Indications: Analgesia/sedation, premedication prior to intubation
Precautions: Elderly, hypovolemic, or patients with other sedatives should have reduced dosages.
Dosage: 25 - 100 mcg; titrate to effect. 3-5 mcg/kg 3-5 minutes prior to intubation.
Route: Intravenous
Supplied: Solution of 50 mcg/cc in 2cc vials of 100mcg.
Lidocaine
Description: Lidocaine is a local anesthetic of the amide class. It’s mechanism of action is by stabilizing the membranes of neuronal tissue through the inhibition of sodium passage which is needed to conduct impulses. It is also used as an antidysrhythmic agent primarily for ventricular arrhythmias.
Indications: Local anesthesia, blunting hemodynamic response to intubation, treatment of ventricular arrhythmias.
Precautions: Patients with heart block, severe hypovolemia, congestive heart failure.
Dosage: 1-2 mg/kg 3-5 minutes prior to intubation.
Route: Intravenous, endotracheal.
Supplied: 1% solution of 10 mg/cc.
VII. Summary
The use of RSI is intended to allow rapid, safe airway management and protection while minimizing periods of hypoxia. Protection against aspiration of gastric contents is crucial in performing this technique.

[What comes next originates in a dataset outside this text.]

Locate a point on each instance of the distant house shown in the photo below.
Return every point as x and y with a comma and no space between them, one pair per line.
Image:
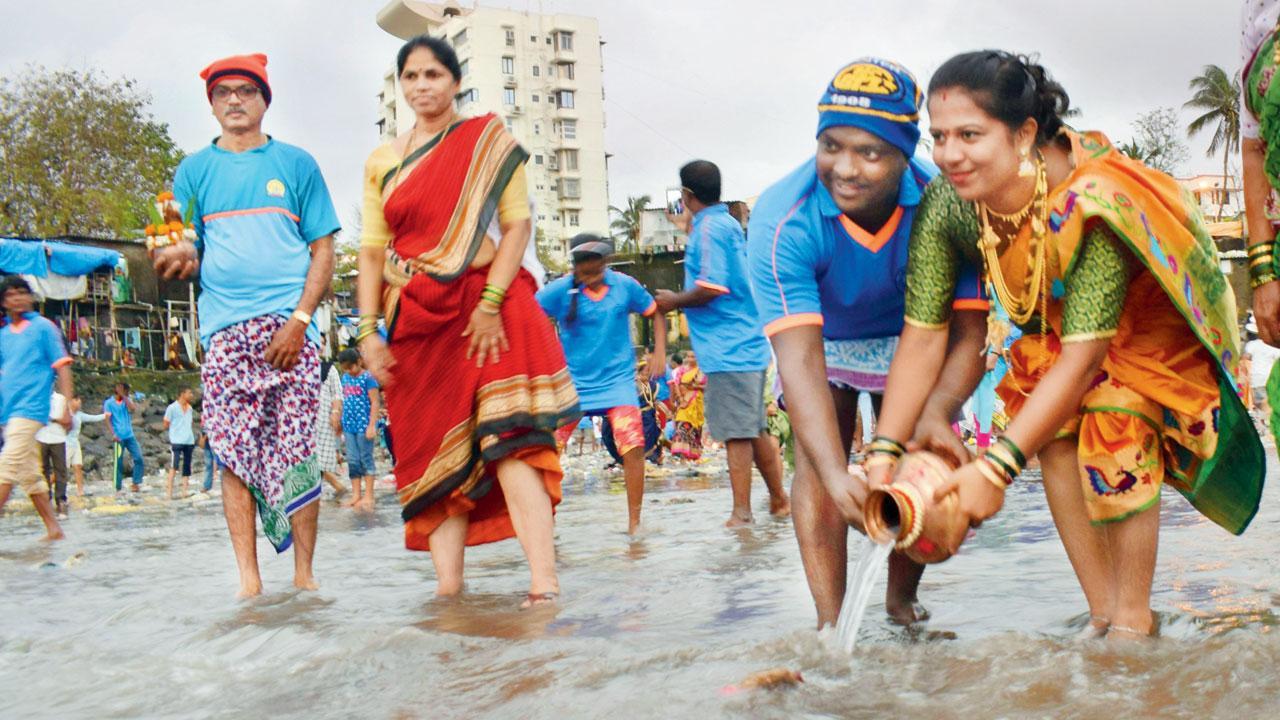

An understanding of the patients at risk of such a complication is prudent. An appreciation for the potential circumstance that a difficult intubation may exist and a plan if such an event develops, cannot be over emphasized. This technique has been used extensively in the operating room and is gaining popularity in the emergency room as well. Despite controversy regarding the safety of RSI in the hands of prehospital providers, it has been shown that when proper training with routine assessment of skills and close medical supervision/cooperation, this can be accomplished with great success.